Rising abruptly from the shoreline of Lake Superior, Bare Bluff is the most prominent landmark of the Keweenaw’s south shore.
At a peak height of nearly 600 feet above the water, The “Russell and Miriam Grinnell Memorial Nature Sanctuary at Bare Bluff” is one of the Keweenaw’s most scenic hikes. With no disrespect to the Grinnells, for brevity’s sake I’ll refer to it as “Bare Bluff” here.
Bare Bluff is undoubtedly one of the coolest hikes in the Upper Peninsula, but it’s also one of the most remote. The parking area lies several miles down a gravel road, and the trailhead begins another three quarters of a mile from there.
The hike itself is a three mile loop, and recent improvements have dropped the grade to no more than 15%, down from over 30% as it was in the past, which basically means if you’re in decent shape you can probably hack it.
However, as with all backcountry adventures any medical help would take a while to reach you should you need it. And this hike includes dangerously high cliffs, so exercise extreme caution as you stroll along the trail. A slip and fall here could mean no more birthdays for you.
My first encounter with Bare Bluff went something like this:
My friend Jim and I decided to go camping in the Keweenaw for the weekend, and one of the first orders of business was to hike Bare Bluff. Well, it’s not the easiest thing in the world to find if you haven’t been there before and don’t have directions. We hadn’t printed off directions (d’oh!) but Jim had been there before, albeit years prior.
So after driving a few miles on Smith Fisheries Road (which was wasn’t too rough on our trip, but I hear that can change by the season), we found the Bare Bluff parking area, clearly marked with Michigan Nature Association signs.
We parked, hiked in about three quarters of a mile to the actual trailhead, and then ventured up the trail.
Here’s something I’d like to make clear. The hike is a loop, and you can go either way.
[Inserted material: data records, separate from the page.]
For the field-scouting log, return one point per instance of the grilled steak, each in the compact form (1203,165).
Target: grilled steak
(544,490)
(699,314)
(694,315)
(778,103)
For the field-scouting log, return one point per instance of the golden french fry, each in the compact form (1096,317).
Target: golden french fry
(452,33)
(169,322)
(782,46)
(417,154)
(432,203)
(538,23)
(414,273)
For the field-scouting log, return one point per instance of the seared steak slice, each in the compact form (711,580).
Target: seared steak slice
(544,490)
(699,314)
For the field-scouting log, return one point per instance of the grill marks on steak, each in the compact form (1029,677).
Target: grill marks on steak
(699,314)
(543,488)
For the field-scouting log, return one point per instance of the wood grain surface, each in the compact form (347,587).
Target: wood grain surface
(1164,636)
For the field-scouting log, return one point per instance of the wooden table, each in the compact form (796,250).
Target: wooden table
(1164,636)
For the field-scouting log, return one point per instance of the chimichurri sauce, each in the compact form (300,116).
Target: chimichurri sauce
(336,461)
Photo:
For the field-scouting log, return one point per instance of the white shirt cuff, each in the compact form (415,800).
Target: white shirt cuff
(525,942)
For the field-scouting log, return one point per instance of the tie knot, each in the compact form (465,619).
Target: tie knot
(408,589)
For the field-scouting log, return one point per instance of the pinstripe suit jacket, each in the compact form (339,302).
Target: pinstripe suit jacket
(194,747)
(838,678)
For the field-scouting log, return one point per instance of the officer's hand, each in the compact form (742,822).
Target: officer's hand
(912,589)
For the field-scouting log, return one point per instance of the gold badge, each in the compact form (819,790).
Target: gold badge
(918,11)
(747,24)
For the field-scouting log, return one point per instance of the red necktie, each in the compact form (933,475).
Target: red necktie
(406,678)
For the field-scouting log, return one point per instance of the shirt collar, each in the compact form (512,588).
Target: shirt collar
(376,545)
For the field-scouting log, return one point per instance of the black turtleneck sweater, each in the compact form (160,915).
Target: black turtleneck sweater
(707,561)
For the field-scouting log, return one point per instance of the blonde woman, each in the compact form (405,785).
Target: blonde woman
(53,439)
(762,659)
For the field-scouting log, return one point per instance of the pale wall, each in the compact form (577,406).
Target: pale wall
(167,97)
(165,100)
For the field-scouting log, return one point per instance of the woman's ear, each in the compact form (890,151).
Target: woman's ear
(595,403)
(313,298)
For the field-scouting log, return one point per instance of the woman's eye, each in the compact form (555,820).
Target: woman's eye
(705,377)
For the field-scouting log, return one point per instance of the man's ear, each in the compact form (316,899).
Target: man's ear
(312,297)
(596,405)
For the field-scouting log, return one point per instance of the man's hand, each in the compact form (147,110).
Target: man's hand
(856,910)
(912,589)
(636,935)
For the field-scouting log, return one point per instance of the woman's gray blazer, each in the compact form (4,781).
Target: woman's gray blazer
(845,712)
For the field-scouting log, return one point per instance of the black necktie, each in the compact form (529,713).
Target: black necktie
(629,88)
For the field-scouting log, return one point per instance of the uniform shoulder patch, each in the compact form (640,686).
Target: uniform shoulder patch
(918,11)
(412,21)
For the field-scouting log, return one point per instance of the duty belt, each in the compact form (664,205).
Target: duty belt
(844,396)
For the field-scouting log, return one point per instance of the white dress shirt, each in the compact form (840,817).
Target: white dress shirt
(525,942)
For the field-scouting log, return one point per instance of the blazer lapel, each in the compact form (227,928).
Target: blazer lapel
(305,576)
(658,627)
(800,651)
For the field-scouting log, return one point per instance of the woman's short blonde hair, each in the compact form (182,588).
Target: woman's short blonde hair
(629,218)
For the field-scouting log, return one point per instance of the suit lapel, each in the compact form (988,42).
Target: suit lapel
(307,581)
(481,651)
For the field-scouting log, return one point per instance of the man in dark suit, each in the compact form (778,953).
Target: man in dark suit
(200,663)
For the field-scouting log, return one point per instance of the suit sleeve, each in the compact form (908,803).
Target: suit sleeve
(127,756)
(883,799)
Counterclockwise = Difficult
Clockwise = Easier
We hiked the loop in a counterclockwise direction, which led us along the base of Bare Bluff, and then up a rock slide to the summit. This section could be difficult for some people.
If I were to bring, say, my Grandpa on this hike, I’d hike the loop in a clockwise direction up to the summit, then backtrack to the parking area, completely missing the “rock slide” stretch of trail. Got it?
Counterclockwise = Difficult
Clockwise = Easier
Technical details aside, this is truly a spectacular hike. The scents were intoxicating and the scenery was astounding.
After a hiking under an evergreen canopy for a few minutes, the canopy suddenly opened up and out of nowhere Bare Bluff rose up from the trail, easily a couple hundred feet above us.
After a brief photo session we continued along the base of the bluff to the aforementioned “rock slide” section of the trail. It was a fun, difficult and rewarding stretch of trail that led us to the summit.
And whether or not you’re religious, the summit at Bare Bluff is just one of those spots where you can’t help but feel connected to something a little bigger than yourself. It has a sense of gravity to it that makes you want to plop your butt down for a while and enjoy the view.
To the north lies a large swath of thick, vivid green forest. And to the south lies the Caribbean-like Bete Grise beach (pronounced BEY-duh-GREE). It’s quite the place.
Shortly after we sat down to enjoy the view, three peregrine falcons appeared and began battling each other in mid-air, yet below us. We sat for a good twenty minutes, our gaze shifting between the rare birds of prey and the eye-candy panoramic view.
Then we started our decent. The decent was easy, and this is the section of the trail (that is, the clockwise option) I’d recommend taking on the way up if you want the easier route.
I had no idea what to expect at Bare Bluff as I’d never even heard of it before that trip, but I can now safely say I’ll be back regularly (with my family in tow) for years to come. The Keweenaw has been full of surprises for me so far, all of them pleasant.
Bottom line: Bare Bluff is one of the coolest hikes in the Upper Peninsula. I’d highly recommend it.
Time required: A couple hours to half a day depending on whether or not you decide to pack a lunch and how fast you move.
Other things to note: The Michigan Nature association has a great little brochure specific to Bare Bluff on their web site. To view the Bare Bluff brochure (which includes driving directions), click here.
How to get there: (From the Bare Bluff brochure mentioned above) Drive north from Houghton on US 41. Eleven miles south of Copper Harbor, turn right at the sign for Lac La Belle and Bohemia Ski Area. Drive about 5 miles to Lac La Belle, turn left on the Bete Gris Road and drive about 3 miles to the Smith Fisheries Road (unpaved) and turn left. Travel another 2.25 miles, bearing to the right, to the parking area marked with an MNA sign. The first half-mile of the hike is a logging road which takes you to the Bare Bluff trailhead sign. This is a loop trail and you may choose to hike in either direction.